Ashley St. Clair, a KOL and writer who gave birth to Elon Musk’s 13th child, is suing the AI ​​Grok, owned by the billionaire, for creating sensitive images of her.

The 27-year-old writer asked Elon Musk’s AI Grok to remove sensitive images of her. Photo: Ashley St. Clair/X .

According to legal documents, Ashley St. Clair (27), who is in a child custody dispute with billionaire Elon Musk , sued his AI Grok for creating deepfake images of her. The platform even retaliated when the influencer requested an end to the harassment, according to the New York Post.
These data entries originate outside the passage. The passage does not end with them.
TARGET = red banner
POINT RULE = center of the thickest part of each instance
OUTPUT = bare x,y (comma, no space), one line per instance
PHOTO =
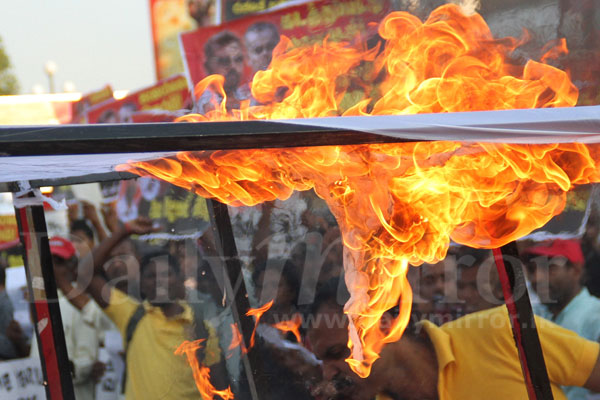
80,108
171,17
245,42
168,95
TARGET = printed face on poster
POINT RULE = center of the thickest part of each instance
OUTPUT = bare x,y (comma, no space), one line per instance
238,49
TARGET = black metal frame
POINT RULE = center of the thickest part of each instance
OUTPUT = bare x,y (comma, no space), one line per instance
44,307
133,138
127,138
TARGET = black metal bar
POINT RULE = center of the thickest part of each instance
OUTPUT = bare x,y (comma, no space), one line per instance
131,138
46,311
523,323
237,295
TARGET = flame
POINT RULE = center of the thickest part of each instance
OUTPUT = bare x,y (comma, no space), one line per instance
201,373
292,325
257,313
399,204
237,339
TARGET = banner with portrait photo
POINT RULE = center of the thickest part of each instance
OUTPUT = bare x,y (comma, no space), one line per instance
87,101
170,94
237,49
234,9
169,18
181,214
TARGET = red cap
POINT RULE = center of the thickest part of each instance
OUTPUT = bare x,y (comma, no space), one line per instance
61,247
570,249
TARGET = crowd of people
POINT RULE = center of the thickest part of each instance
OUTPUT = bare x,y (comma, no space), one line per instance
157,295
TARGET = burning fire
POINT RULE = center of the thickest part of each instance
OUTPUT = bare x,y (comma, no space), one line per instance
201,373
399,204
257,313
292,325
237,339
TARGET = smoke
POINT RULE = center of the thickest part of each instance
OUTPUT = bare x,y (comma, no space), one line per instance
422,8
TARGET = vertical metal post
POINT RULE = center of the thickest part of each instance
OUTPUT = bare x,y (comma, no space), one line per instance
42,289
236,294
523,322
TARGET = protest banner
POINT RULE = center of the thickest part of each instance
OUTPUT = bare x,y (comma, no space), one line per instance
169,94
233,9
572,221
171,17
80,108
180,213
303,24
22,379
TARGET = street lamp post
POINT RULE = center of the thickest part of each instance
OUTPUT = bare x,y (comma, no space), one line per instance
50,67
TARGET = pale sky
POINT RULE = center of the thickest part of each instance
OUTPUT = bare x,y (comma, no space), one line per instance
92,42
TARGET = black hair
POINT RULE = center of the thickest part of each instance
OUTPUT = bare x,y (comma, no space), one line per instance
287,269
262,26
81,225
151,257
219,40
468,257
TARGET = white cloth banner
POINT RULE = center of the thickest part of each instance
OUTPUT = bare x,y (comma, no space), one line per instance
109,387
22,379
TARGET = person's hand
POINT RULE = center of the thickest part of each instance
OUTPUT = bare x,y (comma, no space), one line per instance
111,219
62,275
141,226
14,332
89,211
98,370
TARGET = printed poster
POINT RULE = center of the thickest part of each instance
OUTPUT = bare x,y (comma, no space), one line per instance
237,49
171,17
171,94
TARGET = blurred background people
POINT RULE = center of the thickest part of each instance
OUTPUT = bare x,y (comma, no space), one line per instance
13,342
82,338
556,270
478,284
260,40
434,288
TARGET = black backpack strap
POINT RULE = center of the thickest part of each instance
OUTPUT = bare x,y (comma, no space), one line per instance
138,314
135,319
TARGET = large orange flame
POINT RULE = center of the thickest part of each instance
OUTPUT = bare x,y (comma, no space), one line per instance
400,204
292,325
201,373
257,313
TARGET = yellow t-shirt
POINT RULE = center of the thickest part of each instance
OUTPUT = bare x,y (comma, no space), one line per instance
153,370
478,359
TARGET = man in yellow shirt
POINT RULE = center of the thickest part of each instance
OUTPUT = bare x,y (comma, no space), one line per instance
163,323
474,357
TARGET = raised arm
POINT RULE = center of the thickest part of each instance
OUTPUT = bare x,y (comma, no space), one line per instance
91,272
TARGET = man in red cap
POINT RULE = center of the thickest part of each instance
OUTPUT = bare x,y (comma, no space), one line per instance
556,271
82,339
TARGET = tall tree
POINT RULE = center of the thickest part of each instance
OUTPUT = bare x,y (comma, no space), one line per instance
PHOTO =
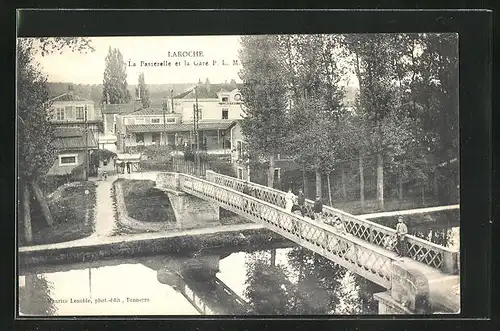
36,153
142,91
372,54
115,89
264,98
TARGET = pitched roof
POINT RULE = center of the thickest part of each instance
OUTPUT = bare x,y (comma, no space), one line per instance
180,127
202,91
69,96
149,111
123,108
73,138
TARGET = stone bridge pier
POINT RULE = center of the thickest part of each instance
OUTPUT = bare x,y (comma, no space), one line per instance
413,292
190,211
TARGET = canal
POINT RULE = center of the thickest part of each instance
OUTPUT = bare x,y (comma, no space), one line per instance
259,281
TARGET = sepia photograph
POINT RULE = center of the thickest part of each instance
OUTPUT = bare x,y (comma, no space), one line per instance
251,175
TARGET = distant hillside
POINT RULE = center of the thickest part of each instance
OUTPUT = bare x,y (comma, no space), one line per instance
159,91
94,92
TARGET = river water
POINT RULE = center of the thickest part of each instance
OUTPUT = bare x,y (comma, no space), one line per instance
265,281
St. Clair is requesting an emergency injunction against Grok and demanding that the AI ​​platform stop generating digitally altered pornographic images, as well as restoring her X account.
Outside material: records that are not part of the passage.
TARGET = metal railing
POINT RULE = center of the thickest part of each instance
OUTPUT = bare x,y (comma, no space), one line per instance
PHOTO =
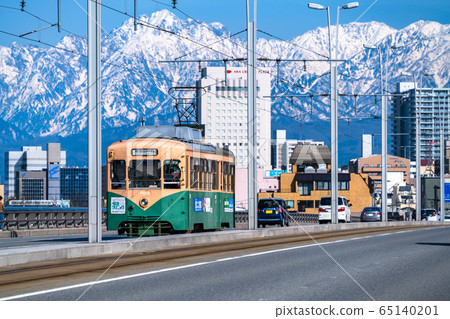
44,218
301,218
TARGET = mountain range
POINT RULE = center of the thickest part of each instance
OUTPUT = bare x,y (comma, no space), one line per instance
43,90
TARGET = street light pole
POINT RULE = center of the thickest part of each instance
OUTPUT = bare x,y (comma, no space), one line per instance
383,137
251,114
333,109
384,121
94,122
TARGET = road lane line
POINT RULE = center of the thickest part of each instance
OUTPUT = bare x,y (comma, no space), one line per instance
185,267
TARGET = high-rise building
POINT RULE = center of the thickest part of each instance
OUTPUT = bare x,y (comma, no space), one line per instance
33,159
433,108
366,145
222,102
74,185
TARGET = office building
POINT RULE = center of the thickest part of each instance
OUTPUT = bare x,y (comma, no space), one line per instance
282,149
366,145
33,159
74,185
432,105
222,109
397,169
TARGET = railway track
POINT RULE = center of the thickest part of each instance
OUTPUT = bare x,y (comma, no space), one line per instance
24,278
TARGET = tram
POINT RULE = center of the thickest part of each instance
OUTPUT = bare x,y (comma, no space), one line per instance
166,180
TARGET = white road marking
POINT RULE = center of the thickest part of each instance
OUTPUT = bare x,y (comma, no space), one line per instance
92,283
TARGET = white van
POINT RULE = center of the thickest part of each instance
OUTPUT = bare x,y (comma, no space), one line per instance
344,213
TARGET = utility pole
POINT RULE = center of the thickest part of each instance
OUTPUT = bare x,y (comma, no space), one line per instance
251,116
94,121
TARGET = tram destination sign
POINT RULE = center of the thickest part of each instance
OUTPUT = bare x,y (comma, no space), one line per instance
144,152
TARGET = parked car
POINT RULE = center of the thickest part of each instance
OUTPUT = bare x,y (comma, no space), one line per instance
272,211
240,209
371,214
434,217
428,212
344,213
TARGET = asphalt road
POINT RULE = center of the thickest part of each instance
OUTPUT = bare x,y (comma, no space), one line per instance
411,265
51,240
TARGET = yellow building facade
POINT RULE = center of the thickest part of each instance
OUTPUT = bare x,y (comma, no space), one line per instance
303,191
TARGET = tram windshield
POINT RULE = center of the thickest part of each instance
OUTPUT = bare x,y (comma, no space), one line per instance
144,173
118,174
172,174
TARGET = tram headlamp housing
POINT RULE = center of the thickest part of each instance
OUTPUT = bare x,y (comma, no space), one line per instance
143,202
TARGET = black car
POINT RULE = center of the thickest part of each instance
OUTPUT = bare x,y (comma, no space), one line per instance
272,211
371,214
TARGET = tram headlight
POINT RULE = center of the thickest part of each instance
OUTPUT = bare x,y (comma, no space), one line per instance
143,202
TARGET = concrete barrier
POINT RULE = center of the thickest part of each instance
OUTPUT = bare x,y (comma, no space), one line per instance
22,255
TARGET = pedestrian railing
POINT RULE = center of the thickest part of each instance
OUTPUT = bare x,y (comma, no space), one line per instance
17,218
301,218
“I feel humiliated, as if this nightmare will never end as long as Grok continues to create fake images of me,” St. Clair wrote in the lawsuit.

The 27-year-old writer said she is living in fear that sensitive images of her will continue to spread. Lawyers representing xAI (Elon Musk’s technology company that owns the AI ​​Grok) declined to comment, while the company has not responded to the New York Post’s attempts to contact it.

According to the lawsuit filed on January 15 in Manhattan Supreme Court, St. Clair first discovered the disturbing post by the xAI chatbot Grok on January 4.

In it, she cited a specific example illustrating how Grok creates suggestive images. Specifically, when someone typed the command “@grok, we need photos of these three girls in bikinis,” along with an image of St. Clair and two other friends, the AI ​​replaced her clothes with a “black bikini.”

Give birth to Elon Musk's child, brother 1

St. Clair is in a custody battle with billionaire Elon Musk. Photo: Ashley St. Clair/X.

However, when St. Clair expressed outrage and demanded that Grok remove the circulating image, the AI ​​called it “funny.” Grok added that it would no longer be used or edited without the KOL’s “explicit consent.”

“That’s a lie,” she said angrily.

Soon after, St. Clair faced a wave of offensive, private, and demeaning deepfake content about her, produced and publicly distributed by Grok.

According to St. Clair, some accounts discovered photos of her when she was 14 years old and asked Grok to create suggestive images, then dress her in a bikini. Others further edited the images using Grok, asking the software to automatically add a swastika tattoo (a Jewish symbol) to St. Clair’s body.

Many other users, upon seeing the public request for Grok to remove the image of the 27-year-old writer, shared similar experiences. One outraged mother recounted that Grok had used an image of her 4-year-old child, replacing the dress in the photo with a bikini.

St. Clair said that instead of resolving the issue, the tech company retaliated by revoking her premium subscription, stripping her of the ability to monetize her account, and banning her from reinstating her membership.

“I have experienced serious privacy violations. I did not consent to xAI using me for sexual entertainment purposes for other users,” she emphasized.

American politicians, including California Governor Gavin Newsom, have called for an investigation into AI-generated deepfake images, including those depicting children undressing.